Unlocking User Accounts
An administrator can unlock all locked-out users by clicking Unlock All Users in the Security | Settings page where user locking is configured. An administrator can also unlock a specific user or a group of users in Identity and Access | Users.
Password Expiration Policy
An admin user can enforce a password expiration policy to force all users to change their passwords at regular intervals. When the password expiration policy is enforced, users who are not within the specified time interval will have their accounts locked until they change their password.
Enable Password Expiration Policy
|When selected, password expiration policy is enabled.|
Password Expires Every (Days)
|Specifies how frequently all users must change their password.|
Send Mail Notification Before Password Expiration
|When selected, users receive an email notification a few days before their password expires.|
Force Password Expiration For All Users
Forces all passwords to expire. All users will have to change their password at next login.
Unexpire Expired Password for All Users
|Removes the password expiry status for all users|
Managing API Keys
As an admin user, you can revoke all the API keys currently defined in the system under Artifactory | Security | Settings in the Administration module.
To revoke all API keys in the system, click Remove API Keys for All Users.
Once you revoke an API key, any REST API calls using that API key will no longer work.
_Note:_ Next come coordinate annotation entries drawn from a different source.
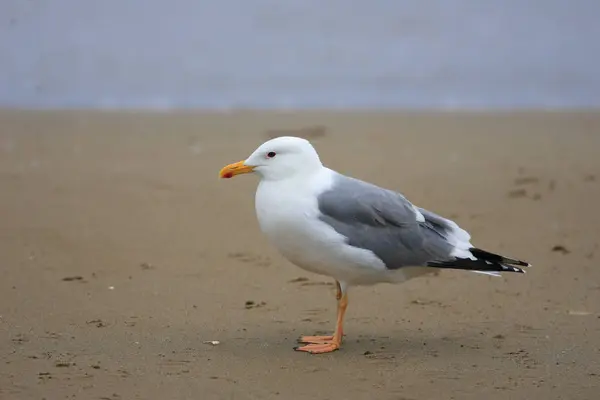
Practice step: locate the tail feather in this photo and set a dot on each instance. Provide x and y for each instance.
(483, 262)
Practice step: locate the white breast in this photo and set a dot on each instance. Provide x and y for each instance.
(288, 214)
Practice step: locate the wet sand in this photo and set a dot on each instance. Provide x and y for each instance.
(122, 254)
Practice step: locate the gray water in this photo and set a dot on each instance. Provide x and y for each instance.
(300, 53)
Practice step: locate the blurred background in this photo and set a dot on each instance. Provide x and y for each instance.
(128, 270)
(297, 54)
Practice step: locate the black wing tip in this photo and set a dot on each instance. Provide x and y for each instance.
(488, 256)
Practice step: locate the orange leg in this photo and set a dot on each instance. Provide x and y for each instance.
(327, 344)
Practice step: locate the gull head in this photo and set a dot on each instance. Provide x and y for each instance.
(280, 158)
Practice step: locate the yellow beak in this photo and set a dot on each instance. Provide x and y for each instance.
(237, 168)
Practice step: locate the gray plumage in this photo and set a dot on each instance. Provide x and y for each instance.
(386, 223)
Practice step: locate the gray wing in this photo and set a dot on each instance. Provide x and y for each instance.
(384, 222)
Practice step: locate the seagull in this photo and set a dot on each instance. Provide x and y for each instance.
(350, 230)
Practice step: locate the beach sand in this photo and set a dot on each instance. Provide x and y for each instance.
(122, 254)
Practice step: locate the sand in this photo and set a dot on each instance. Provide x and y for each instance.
(122, 254)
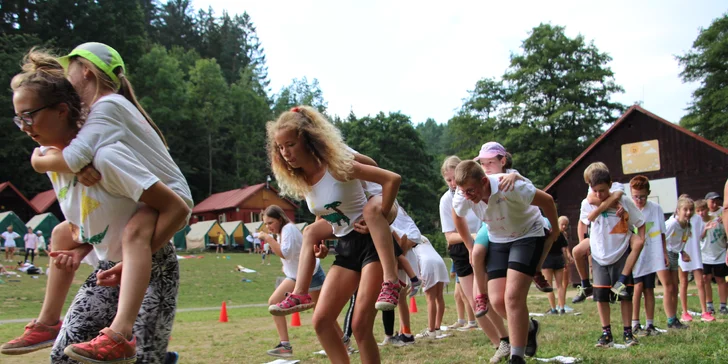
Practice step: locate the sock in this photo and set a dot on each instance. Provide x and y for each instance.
(518, 351)
(622, 278)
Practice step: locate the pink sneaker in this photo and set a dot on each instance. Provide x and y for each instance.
(292, 303)
(481, 305)
(388, 296)
(707, 317)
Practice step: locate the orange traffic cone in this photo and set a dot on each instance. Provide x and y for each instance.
(296, 319)
(223, 312)
(413, 305)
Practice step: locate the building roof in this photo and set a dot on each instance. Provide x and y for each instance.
(625, 116)
(6, 185)
(42, 201)
(230, 199)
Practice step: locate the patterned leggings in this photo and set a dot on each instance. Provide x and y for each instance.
(94, 308)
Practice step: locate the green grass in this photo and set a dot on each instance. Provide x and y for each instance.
(200, 338)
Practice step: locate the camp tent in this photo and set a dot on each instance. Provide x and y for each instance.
(180, 238)
(8, 218)
(201, 233)
(45, 223)
(235, 232)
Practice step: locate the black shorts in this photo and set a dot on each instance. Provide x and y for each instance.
(521, 255)
(356, 250)
(460, 259)
(648, 281)
(554, 261)
(717, 270)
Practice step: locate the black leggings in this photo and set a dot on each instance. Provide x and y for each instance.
(32, 255)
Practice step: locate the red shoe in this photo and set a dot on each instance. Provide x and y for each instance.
(36, 336)
(292, 303)
(541, 283)
(108, 347)
(388, 296)
(481, 305)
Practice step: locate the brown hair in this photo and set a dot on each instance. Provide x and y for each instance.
(275, 212)
(468, 170)
(104, 81)
(640, 183)
(43, 75)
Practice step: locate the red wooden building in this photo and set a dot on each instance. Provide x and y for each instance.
(243, 204)
(675, 160)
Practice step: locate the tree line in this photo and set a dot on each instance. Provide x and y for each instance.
(203, 78)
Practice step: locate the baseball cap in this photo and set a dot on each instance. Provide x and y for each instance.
(491, 150)
(107, 59)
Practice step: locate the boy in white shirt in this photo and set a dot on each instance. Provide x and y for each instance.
(609, 241)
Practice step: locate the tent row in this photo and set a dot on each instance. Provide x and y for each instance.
(43, 222)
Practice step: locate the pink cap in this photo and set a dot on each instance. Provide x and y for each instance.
(491, 150)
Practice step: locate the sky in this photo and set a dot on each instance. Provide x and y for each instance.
(421, 57)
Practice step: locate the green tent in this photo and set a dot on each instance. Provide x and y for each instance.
(10, 218)
(180, 238)
(45, 223)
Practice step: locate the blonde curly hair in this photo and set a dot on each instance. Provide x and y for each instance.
(320, 137)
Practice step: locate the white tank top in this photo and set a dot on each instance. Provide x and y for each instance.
(339, 203)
The user will have to create new API key and update any scripts that use it.
Different configuration files may include password information stored in plain text.
To keep passwords secure, you may choose to encrypt them as described in Key Encryption.
Hardening Security for Secrets
A a set of encrypted parameters (secrets) is used to connect to external resources such as the different databases it uses. While these secrets may be stored in the configuration file, this poses a risk of their being exposed.
To keep secrets safe from exposure, you may pre-load secrets from a temporary file when you startup the system. Once the system has read and successfully used the secrets, the file is deleted.
The snippet below shows an example of the parameters you could include in this temporary file. These are the parameters Artifactory uses to connect to a PostgreSQL database.
type=postgresql driver=org.postgresql.Driver url=jdbc:postgresql://postgresql:5432/artifactory username=artifactory password=JE2cyPQtEmJovMbxwEGrghre9EXcu4ANtTtPu9Lk3s15UPs73M
While we recommend only including sensitive information such as encrypted connection strings, this file may contain any of the database configuration parameters, and any parameters specified (including environment variables and system properties) will override the corresponding ones in the database configuration file.
To load parameters using this mechanism, place them in the following temporary file before your startup Artifactory:
Since the temporary file is deleted when Artifactory starts, you need to replace the temporary file each time you restart Artifactory.